American-style football participation is associated with high risks to a spectrum of sports-related brain injury involving acute reactions and chronic manifestations. Traditional methods of identifying injury have proven ineffective at protecting athletes and mitigating risk as they rely on the presence and recognition of inconsistent symptom expression. This is, in part, due to the lack of an objective measure of quantifying exposure.

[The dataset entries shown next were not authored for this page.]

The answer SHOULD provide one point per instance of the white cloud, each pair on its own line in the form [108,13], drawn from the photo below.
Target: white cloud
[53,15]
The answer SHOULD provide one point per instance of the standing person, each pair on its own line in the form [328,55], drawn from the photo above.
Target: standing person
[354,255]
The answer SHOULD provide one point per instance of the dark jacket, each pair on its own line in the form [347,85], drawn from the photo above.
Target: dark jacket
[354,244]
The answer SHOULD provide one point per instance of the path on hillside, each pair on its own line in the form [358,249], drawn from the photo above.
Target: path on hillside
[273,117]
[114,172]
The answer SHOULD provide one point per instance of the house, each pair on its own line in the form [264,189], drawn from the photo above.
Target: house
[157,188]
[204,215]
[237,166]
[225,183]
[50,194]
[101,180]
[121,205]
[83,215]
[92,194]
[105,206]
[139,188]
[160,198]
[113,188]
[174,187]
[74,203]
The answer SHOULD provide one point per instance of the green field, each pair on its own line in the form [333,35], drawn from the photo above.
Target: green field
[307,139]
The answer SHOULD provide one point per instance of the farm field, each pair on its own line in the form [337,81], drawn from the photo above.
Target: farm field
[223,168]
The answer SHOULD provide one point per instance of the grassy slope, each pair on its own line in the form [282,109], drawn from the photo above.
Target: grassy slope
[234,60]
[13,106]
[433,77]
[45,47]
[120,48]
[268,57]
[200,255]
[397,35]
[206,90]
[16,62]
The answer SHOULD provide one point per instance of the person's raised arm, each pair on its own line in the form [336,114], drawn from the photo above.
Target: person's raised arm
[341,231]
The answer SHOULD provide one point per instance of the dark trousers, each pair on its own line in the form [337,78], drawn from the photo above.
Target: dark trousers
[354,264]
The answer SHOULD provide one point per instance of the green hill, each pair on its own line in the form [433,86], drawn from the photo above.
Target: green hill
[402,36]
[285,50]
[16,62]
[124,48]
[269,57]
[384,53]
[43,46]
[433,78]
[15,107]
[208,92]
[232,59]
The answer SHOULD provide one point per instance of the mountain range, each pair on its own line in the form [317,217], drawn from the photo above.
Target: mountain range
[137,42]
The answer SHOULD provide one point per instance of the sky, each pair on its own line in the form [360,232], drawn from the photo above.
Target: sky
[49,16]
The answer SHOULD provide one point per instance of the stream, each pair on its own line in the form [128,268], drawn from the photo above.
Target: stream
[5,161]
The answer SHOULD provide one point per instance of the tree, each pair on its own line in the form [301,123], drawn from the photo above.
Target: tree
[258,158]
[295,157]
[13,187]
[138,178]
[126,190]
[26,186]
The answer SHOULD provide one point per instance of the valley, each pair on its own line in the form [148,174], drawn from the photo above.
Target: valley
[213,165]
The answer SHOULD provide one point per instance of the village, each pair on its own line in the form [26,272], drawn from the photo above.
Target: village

Brain trauma profiling was defined to capture a spectrum of exposure by incorporating the primary characteristics that associate with risk of neurological injury. This profile includes strain magnitude associated with impact, frequency at which impacts are experienced, time interval between impacts, over the duration of exposure. Trauma profiling methods differentiated player field position in professional American-style football where three unique trauma profiles were identified based on similarities among the characteristics of trauma. Regional strain from common head impacts showed that distribution was independent of field position regardless of variation in impact conditions. Rather, brain regions vulnerable to strains were dictated by the frequency and magnitude that govern the position profile. The extent of tissue volume involved in common head impacts was field position dependent. Skill positions tended to experience impacts involving greater tissue volumes reaching deeper white matter structures, but were infrequent. Impacts common to line positions typically involved less brain tissue of predominately superficial cortical gray matter, but were experienced at high frequency counts.
The primary findings from this research show that brain trauma profiling may be used as an objective measurement tool to define exposure. The results indicate that exposure is not uniform and that brain trauma and injury risk can be described using unique combinations of these characteristics. Regional areas vulnerable to strain are dictated by the frequency and magnitude of impact and therefore in order to effectively protect against brain injury, both characteristics need to be managed. Lastly, this research demonstrates that either few impacts involving high brain volume or frequent impacts with little brain volume involvement may both result in brain dysfunction.
Brain trauma profiling methods has broad application in future research. This measurement tool will be useful in identifying how injury occurs in various sports, military units, and particularly important for vulnerable populations and the developing brain. This knowledge is instrumental in establishing risk prevention strategies and public health policies for specific environments.